Mr. Deering was breathing so evenly he might have been asleep. Virginia glanced at the door handle. Sh
e knew the clunk it would make when she opened it and wasn’t sure she had the nerve. She swallowed noisily and made the calculations in her head. Two seconds to open it, another two to push herself forward and leap into the lane—
Something landed on her leg, just above the knee. She looked down. Mr. Deering’s fingers were moving up the softest part of her thigh as lightly as a spider’s legs, keeping time to a tune that only he could hear. Her eyes darted to his face. He was still leaning back in his seat, and his eyes were closed, except for a razor-thin glint. The cigarette was burning up in his mouth and crumbling over his shirtfront. She didn’t look down again, but she could picture his hand very clearly in her mind, and the signet ring he was wearing on his little finger. Every now and then she felt the metal brush against her warm skin.
“It’s Lorna’s birthday next week,” he remarked. She looked straight ahead and said nothing.
“Do you know how old she’ll be?”
Virginia shook her head, imperceptibly.
“Thirty.” Mr. Deering spat a shred of tobacco onto his thumb and flicked it out of the window. He stopped drumming his fingers and let them rest on her inner thigh, quite casually, as if his thoughts were elsewhere.
“I don’t know what she thinks she’s playing at, at her age. I presume she’s aware that any man with taste ...” He laughed sharply and his thumb traced a circle on Virginia’s skin. “Perhaps she thinks she’s immune to the ravages of time? I wonder. But don’t tell me she’s saving herself for Clem. Not after five months.”

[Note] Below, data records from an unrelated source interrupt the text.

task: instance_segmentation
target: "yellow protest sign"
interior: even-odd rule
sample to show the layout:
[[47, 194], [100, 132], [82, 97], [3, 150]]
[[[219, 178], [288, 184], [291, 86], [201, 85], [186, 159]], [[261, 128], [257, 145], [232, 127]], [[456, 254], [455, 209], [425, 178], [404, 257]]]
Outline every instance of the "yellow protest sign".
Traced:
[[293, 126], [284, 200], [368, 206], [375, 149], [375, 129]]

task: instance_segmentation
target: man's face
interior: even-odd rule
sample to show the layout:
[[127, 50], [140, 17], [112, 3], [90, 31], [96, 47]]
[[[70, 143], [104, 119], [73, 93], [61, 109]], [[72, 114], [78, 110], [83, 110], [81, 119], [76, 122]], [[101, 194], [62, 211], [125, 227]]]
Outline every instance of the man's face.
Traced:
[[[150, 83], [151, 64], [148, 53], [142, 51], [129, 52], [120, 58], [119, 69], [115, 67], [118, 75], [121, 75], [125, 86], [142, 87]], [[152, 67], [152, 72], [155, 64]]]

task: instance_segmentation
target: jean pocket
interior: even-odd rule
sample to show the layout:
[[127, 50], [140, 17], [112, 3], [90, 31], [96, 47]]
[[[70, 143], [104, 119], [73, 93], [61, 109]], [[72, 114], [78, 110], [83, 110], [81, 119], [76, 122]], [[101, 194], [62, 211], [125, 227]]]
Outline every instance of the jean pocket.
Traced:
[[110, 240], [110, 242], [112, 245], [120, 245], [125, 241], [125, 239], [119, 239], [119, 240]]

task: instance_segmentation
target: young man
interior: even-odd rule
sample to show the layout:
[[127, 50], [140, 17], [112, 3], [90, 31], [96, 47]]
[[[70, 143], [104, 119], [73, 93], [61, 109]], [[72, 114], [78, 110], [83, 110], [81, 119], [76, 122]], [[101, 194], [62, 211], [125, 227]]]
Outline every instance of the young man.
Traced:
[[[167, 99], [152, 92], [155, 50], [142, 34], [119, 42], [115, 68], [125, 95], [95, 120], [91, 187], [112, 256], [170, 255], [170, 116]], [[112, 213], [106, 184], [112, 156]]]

Virginia shivered and managed to inch away, pulling her coat tight across her chest and legs. Mr. Deering let go of her abruptly and discarded his half-smoked cigarette.
“Tell her we’re going for a picnic today at Warren Sands,” he said. “All four of us. Theo’s home for the long weekend, and he deserves a treat. Tell her I don’t care if she’s got a headache or a bellyache or whatever else it is; I’m coming with the car at ten.”